To actually generate predictive intervals, we use predictive_interval(), just like normal:

interv_jack = predictive_interval(m, newdata=d_test, prob=0.50)

# are the points covered
covered_jack = with(d_test, interv_jack[, 1] <= y & y <= interv_jack[, 2])

ggplot(d_test, aes(x, y, color=covered_jack, group=1)) +
    geom_point(size=0.4) +
    geom_linerange(aes(ymin=interv_jack[, 1],
                       ymax=interv_jack[, 2]), alpha=0.4) +
    labs(color="Covered?") +
    geom_smooth(method=lm, formula=y~x, color="black")

Indeed, the coverage rate for these jackknife conformal intervals is 49.2%, as we would expect.

The conformal version of predictive_interval() does contain two extra options: plus and local.
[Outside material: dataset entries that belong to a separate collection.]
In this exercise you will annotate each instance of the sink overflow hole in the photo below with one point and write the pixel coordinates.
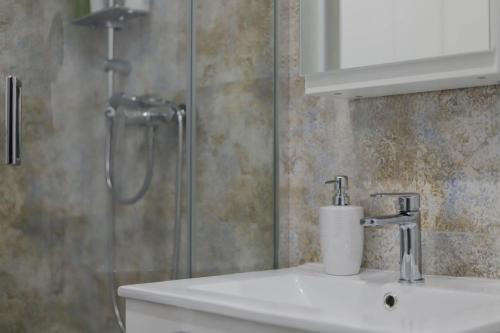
(390, 301)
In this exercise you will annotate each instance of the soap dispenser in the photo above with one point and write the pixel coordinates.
(341, 232)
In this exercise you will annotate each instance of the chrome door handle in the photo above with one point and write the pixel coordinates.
(13, 107)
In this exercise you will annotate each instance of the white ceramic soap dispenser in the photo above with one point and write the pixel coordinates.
(341, 232)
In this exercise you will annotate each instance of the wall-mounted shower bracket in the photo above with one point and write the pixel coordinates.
(114, 14)
(119, 66)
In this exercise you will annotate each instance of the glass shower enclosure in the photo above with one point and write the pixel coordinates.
(148, 153)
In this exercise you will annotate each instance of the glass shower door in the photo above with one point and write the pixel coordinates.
(56, 261)
(233, 180)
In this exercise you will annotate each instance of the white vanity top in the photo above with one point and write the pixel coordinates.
(306, 299)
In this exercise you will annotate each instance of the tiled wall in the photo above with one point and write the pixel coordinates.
(444, 145)
(233, 203)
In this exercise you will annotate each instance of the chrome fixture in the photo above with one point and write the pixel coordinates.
(390, 301)
(13, 107)
(341, 186)
(144, 111)
(408, 220)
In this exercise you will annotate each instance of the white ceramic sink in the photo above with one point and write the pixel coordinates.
(304, 299)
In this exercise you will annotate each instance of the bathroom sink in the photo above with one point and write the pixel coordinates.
(304, 299)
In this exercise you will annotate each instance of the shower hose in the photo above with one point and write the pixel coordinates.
(151, 137)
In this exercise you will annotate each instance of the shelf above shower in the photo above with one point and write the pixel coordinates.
(115, 15)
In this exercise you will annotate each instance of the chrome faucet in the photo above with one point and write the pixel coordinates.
(408, 220)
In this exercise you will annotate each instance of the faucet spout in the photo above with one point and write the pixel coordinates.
(408, 220)
(381, 221)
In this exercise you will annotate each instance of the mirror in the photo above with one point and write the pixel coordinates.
(347, 34)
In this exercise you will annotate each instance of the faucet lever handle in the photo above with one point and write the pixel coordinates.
(408, 202)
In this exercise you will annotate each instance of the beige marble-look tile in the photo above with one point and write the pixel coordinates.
(441, 144)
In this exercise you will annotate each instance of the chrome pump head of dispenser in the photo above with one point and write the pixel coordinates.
(341, 198)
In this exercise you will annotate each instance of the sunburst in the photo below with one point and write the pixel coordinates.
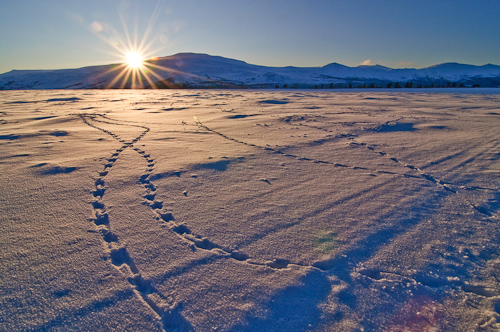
(138, 67)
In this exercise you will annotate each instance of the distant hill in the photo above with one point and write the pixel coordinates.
(192, 70)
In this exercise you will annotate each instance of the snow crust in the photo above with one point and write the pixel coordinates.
(229, 210)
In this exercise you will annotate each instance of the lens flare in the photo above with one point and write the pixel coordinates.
(134, 59)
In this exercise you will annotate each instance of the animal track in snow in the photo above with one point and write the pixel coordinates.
(169, 314)
(445, 186)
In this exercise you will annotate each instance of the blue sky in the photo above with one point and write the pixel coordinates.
(53, 34)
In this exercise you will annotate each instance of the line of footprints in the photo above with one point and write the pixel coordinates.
(164, 307)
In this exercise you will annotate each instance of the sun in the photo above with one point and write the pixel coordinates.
(133, 60)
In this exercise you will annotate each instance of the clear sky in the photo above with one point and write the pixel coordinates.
(51, 34)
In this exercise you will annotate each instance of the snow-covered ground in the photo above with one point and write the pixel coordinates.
(203, 70)
(217, 210)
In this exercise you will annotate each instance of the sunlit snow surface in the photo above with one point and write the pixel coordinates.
(214, 210)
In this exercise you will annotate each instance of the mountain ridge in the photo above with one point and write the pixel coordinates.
(200, 70)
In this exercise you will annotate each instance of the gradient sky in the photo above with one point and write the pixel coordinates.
(52, 34)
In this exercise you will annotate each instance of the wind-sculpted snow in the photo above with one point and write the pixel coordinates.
(235, 211)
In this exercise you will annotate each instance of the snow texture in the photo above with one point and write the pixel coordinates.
(232, 210)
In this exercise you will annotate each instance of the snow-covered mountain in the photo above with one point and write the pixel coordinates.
(202, 70)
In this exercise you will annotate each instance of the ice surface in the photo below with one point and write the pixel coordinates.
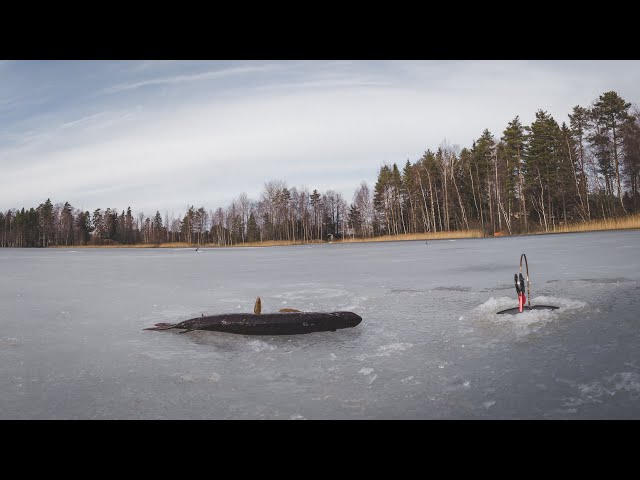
(429, 346)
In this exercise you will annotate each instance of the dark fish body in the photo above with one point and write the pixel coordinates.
(268, 323)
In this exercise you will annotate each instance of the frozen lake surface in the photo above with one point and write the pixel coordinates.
(429, 347)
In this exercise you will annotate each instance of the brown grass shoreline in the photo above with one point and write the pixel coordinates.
(627, 223)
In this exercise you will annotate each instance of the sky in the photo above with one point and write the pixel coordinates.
(163, 135)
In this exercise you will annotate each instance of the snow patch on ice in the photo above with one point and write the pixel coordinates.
(386, 350)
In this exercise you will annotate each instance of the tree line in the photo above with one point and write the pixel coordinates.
(529, 178)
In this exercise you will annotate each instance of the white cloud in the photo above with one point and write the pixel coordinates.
(327, 129)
When plus=TRUE, the function will generate jackknife+ intervals, which have a theoretical coverage guarantee. These can be computationally intensive, so by default they are only generated when the number of fit and prediction data points is less than 500. In practice, non-plus jackknife intervals generally perform just as well as jackknife+ intervals. When local=TRUE (the default), the function will generate intervals whose widths are proportional to the underlying model-based predictive intervals. So if your model accounts for heteroskedasticity, or produces narrow intervals in areas of covariate space with many observations (like a linear model), local=TRUE will produce more sensible intervals. The overall conformal performance guarantees are unaffected.


Barber, R. F., Candes, E. J., Ramdas, A., & Tibshirani, R. J. (2021). Predictive inference with the jackknife+. The Annals of Statistics, 49(1), 486-507.

Lei, J., G’Sell, M., Rinaldo, A., Tibshirani, R. J., & Wasserman, L. (2018). Distribution-free predictive inference for regression. Journal of the American Statistical Association, 113(523), 1094-1111.